Can you trust your model when data shifts?

In real-case scenarios NLP solutions need to deal with noisy data, and one of the most common sources of noise is “time”. Data distributions can really change a lot through time! Thus we decided to test “robustness to data shift” and compare end-2-end data-driven machine learning solutions with a human-driven symbolic approach. Let’s see what happened!

Transcript:

Brian Munz: Hey, everybody and welcome to the NLP Stream, which is our regular live stream by Expert.ai, where we talk about all things related to NLP, AI, things like that, just what’s going on in the field. Some things are more experimental, some things are more grounded. But this week, I think is going to be very interesting. We have someone speaking who has been on here before, so you probably recognize him. And he is Marco Ernandes who is in R&D at Expert.ai and today he’s going to talk about what to do about your model when the data changes on you. So welcome, Marco.

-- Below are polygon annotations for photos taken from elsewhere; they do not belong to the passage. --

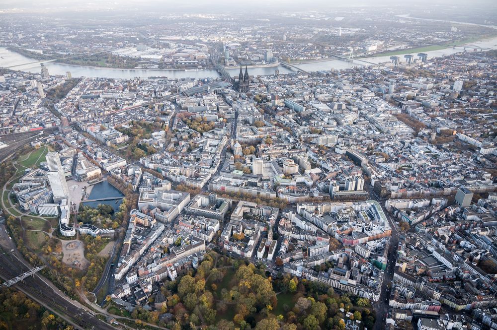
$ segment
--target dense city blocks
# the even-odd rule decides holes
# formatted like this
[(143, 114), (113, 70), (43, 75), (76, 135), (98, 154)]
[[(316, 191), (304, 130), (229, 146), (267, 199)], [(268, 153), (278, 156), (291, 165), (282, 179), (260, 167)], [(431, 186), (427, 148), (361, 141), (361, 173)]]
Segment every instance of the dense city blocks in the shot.
[(497, 329), (493, 0), (0, 4), (0, 330)]

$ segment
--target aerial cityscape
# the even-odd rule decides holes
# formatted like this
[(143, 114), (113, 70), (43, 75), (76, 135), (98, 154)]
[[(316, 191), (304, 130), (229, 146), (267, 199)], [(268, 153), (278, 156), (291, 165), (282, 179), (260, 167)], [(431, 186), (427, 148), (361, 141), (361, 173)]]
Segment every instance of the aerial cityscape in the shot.
[(4, 0), (0, 330), (497, 330), (497, 2)]

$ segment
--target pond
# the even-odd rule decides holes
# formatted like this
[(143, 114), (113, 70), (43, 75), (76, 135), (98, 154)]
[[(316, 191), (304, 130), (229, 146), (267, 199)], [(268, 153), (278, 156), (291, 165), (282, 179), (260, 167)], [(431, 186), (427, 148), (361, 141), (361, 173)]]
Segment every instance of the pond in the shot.
[(88, 199), (91, 201), (83, 201), (83, 205), (96, 207), (99, 204), (110, 205), (114, 211), (117, 211), (122, 203), (124, 197), (124, 194), (119, 190), (107, 181), (102, 181), (92, 187), (91, 192), (88, 197)]

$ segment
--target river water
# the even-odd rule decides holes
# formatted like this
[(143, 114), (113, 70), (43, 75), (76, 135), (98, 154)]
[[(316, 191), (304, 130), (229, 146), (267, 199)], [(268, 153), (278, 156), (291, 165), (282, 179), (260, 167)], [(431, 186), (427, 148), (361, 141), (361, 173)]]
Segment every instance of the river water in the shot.
[[(468, 47), (482, 48), (485, 49), (497, 49), (497, 37), (484, 39), (466, 45)], [(455, 53), (463, 51), (461, 47), (449, 47), (438, 51), (425, 52), (428, 58), (431, 58), (444, 55), (449, 55)], [(467, 49), (467, 51), (473, 51)], [(412, 54), (414, 56), (417, 54), (410, 53), (409, 51), (400, 55), (398, 55), (401, 61), (404, 61), (404, 55)], [(388, 62), (390, 61), (390, 56), (370, 57), (361, 59), (368, 62), (379, 64)], [(39, 63), (32, 63), (36, 60), (29, 59), (17, 53), (12, 52), (5, 48), (0, 47), (0, 66), (12, 67), (12, 69), (38, 73), (40, 72)], [(147, 78), (151, 76), (166, 76), (170, 78), (217, 78), (219, 76), (217, 71), (213, 69), (202, 70), (200, 71), (184, 71), (181, 70), (153, 70), (141, 69), (116, 69), (107, 67), (96, 67), (83, 66), (75, 66), (61, 63), (50, 62), (45, 64), (51, 74), (65, 74), (66, 71), (71, 71), (73, 77), (96, 77), (102, 78), (114, 78), (122, 79), (132, 79), (135, 77)], [(341, 60), (330, 60), (321, 62), (297, 64), (296, 66), (307, 71), (340, 70), (355, 66), (367, 65), (363, 62), (354, 60), (353, 63), (348, 63)], [(277, 67), (280, 73), (295, 72), (295, 69), (288, 69), (280, 66)], [(274, 73), (276, 67), (251, 67), (249, 72), (251, 75), (268, 75)], [(232, 76), (237, 75), (239, 68), (228, 69), (228, 71)]]

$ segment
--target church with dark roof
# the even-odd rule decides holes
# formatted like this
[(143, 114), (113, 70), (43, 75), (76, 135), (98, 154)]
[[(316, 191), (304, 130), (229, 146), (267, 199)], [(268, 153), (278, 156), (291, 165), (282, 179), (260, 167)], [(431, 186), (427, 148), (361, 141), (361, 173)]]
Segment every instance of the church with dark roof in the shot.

Marco Ernandes: Thank you very much, Brian. Okay. Shall I start?

Brian Munz: Sure. Yeah.

Marco Ernandes: Yeah, thanks. Do you see my screen?

Brian Munz: Yeah.

Marco Ernandes: Yeah. Great. Thank you. So obviously, I will say this now just to avoid forgetting anything that is being said. If there is any question or things that need a further discussion, we can do that in the comments and be happy to answer any kind of question about the topic. So the topic is today what happens or actually a kind of investigation over how models react to data that changes. And first of all, actually trying to understand what it means to have data that changes, and then how models react to this problem. And there’s actually at the heart of this, an experimental investigation with it that was published on towards data science around in the last year. But I guess it’s pretty interesting and there is an outcome that is in some sense pretty surprising. Okay, let’s see.

Let’s start. First of all just brief context. We have here in the left here, a nice resume of many possible KPIs that we would like to verify when delivering an NLP solution to the world, either research or business-wise. And we can see here that NLP needs to achieve a higher accuracy, needs to be scalable, explainable and so on and so forth. Many things that someone could ask to NLP. In this case we’re going to focus on one of them, in particular data variation, so data shifting. An NLP solution should be resilient or robust to data shifts somehow, at least at up to certain range. And actually this is along with the others, one of the possible reasons that typically lead to failures on delivering or putting to production an NLP solution. And again, this is old information but it’s still very relevant.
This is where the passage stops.